NASA also favored museums that would use the shuttles to educate the public, and in particular children.
"We are excited that [Enterprise's] new home will be here at the Intrepid in New York City," Marenoff-Zausner said. "It will be a destination for the millions of tourists who visit our great city and region."
"The Enterprise not only supports our mission to honor our heroes, educate the public and inspire our youth, but will offer a thrilling platform for STEM [science, technology, engineering and math] education, innovation and forward thinking," she said.
Concept for the Intrepid's new exhibition for shuttle Enterprise, which museum officials say they will need $85 million to build.
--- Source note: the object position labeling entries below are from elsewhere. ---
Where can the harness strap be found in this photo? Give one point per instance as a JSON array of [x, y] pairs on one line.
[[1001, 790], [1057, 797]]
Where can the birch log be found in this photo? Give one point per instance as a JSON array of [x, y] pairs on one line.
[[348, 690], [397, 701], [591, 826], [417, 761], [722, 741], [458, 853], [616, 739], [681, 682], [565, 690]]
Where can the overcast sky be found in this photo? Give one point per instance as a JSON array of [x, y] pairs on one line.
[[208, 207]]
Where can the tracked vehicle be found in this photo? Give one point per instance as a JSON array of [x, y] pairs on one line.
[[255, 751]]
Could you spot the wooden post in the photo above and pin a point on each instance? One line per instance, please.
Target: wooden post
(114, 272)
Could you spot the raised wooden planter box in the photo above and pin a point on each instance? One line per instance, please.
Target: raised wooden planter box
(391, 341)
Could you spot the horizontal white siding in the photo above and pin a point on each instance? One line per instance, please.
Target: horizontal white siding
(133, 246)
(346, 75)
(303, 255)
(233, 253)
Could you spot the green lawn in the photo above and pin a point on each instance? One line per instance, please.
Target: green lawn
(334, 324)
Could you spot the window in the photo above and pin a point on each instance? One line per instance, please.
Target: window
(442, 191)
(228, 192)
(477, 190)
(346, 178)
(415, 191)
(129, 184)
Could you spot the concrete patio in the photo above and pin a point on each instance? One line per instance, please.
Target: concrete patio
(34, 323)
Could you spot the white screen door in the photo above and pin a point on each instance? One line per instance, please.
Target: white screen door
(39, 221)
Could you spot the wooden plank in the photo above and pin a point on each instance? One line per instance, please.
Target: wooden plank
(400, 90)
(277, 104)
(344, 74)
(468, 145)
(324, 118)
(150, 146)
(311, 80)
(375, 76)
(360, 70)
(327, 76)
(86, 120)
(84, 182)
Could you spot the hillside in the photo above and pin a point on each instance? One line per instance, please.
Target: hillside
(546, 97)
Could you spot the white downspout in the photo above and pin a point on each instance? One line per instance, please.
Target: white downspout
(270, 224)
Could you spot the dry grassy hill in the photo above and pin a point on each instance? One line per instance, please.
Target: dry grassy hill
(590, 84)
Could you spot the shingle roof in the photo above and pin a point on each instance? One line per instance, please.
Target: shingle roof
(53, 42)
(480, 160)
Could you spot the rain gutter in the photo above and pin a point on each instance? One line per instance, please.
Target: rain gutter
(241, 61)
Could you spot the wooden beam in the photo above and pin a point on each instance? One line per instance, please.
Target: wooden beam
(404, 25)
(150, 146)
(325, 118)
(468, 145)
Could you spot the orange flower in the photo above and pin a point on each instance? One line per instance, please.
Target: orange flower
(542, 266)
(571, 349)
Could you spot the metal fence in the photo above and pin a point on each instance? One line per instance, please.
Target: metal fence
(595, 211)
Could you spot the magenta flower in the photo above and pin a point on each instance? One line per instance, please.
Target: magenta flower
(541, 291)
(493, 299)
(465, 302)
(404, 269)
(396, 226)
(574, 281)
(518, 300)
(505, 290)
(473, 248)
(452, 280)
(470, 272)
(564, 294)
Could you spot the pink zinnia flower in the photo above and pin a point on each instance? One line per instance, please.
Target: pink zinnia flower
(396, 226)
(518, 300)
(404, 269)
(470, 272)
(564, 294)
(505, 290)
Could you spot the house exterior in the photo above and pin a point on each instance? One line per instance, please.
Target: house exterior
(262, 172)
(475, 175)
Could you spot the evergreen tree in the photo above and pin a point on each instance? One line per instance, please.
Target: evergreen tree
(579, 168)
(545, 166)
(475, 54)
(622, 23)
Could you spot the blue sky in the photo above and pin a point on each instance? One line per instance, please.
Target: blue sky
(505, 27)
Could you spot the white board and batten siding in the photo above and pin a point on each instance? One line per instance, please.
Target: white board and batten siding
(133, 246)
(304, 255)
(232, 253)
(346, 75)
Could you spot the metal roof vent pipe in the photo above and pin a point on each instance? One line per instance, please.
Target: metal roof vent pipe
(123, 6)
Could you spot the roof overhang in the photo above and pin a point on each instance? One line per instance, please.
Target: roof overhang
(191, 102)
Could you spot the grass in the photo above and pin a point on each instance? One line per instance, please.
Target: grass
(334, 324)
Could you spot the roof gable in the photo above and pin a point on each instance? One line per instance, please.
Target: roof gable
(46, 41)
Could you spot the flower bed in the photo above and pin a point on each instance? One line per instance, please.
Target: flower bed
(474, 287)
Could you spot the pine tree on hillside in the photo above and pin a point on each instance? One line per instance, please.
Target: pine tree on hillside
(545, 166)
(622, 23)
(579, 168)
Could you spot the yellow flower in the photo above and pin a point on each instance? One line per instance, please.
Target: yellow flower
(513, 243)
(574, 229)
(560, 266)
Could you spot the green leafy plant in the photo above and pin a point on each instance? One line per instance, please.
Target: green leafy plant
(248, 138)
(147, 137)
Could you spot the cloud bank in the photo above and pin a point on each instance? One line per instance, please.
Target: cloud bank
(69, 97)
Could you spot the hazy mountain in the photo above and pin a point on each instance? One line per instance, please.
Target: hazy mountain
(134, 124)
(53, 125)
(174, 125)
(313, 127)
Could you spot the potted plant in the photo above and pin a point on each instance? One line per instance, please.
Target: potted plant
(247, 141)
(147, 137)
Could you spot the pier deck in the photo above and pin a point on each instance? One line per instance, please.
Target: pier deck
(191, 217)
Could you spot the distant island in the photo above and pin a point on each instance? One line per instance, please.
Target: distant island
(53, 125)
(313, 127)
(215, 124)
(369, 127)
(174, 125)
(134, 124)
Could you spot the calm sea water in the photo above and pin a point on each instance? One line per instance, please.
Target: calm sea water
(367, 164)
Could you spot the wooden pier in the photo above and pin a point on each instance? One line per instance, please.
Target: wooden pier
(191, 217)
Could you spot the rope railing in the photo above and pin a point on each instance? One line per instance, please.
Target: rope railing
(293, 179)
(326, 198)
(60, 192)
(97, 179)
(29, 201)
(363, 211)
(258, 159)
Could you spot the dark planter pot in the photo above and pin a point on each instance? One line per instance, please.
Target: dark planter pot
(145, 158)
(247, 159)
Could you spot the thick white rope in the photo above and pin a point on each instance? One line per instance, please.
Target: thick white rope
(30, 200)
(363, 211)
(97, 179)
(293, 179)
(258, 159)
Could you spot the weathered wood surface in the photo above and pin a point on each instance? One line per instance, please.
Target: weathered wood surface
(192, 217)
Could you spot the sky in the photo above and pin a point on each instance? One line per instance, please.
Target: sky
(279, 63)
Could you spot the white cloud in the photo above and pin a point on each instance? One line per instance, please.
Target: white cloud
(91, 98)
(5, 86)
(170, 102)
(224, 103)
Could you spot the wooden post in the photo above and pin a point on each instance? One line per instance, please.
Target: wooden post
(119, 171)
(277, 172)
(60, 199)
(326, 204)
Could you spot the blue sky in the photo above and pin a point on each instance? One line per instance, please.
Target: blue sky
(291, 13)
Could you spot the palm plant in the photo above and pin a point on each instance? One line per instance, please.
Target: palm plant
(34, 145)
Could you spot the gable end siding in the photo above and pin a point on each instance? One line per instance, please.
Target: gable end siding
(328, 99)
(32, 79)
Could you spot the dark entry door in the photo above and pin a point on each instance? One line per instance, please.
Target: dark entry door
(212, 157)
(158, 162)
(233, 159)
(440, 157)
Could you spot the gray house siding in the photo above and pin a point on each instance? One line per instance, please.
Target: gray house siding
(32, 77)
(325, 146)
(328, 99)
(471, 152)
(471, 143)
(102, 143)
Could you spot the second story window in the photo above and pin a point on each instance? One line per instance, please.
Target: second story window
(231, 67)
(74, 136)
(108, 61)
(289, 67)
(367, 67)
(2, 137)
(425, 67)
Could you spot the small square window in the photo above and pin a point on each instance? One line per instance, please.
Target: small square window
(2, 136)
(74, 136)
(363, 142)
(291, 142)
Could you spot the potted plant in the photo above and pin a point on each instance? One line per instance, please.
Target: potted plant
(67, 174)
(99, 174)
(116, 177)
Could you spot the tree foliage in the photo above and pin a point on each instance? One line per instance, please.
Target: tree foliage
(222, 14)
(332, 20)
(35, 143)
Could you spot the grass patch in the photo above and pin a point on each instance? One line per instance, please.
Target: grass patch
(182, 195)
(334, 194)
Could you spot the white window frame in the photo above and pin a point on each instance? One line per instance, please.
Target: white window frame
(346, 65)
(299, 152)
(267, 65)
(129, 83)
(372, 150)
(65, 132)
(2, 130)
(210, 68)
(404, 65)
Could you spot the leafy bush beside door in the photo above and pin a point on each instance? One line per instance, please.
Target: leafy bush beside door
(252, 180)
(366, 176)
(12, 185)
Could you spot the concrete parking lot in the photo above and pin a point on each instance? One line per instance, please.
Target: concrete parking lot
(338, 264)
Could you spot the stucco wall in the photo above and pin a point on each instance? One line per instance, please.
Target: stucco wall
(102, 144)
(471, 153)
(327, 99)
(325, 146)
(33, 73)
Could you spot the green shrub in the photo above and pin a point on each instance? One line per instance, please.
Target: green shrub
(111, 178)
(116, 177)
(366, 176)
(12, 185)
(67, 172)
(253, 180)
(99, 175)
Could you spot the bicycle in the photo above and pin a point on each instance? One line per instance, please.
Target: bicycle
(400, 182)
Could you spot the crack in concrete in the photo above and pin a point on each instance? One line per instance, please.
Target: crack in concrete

The Intrepid needs to cover NASA's cost flying Enterprise from Virginia to New York, reported to be $8.3 million, in addition to whatever costs are associated with the barge around the city. The Intrepid is also looking to raise $85 million to build the new museum and educational center planned to permanently house Enterprise.
Those costs however will deliver a much larger return to the city, according to Intrepid officials.
"Enterprise's new home will create a significant amount of new temporary and permanent jobs, and generate millions in economic impact annually for the local economy," said Richard Santulli, co-chairman of the Intrepid. "Enterprise brings a magnificent and historical artifact to New York City for millions to enjoy."
"We thank all of those who have supported and continue to support the mission of having Enterprise in New York City and at the museum," Intrepid's other co-chair Charles de Gunzburg said. "This historic addition to the Intrepid museum complex will be a great contributor to the region and the city and be a catalyst for further redevelopment in the neighborhood."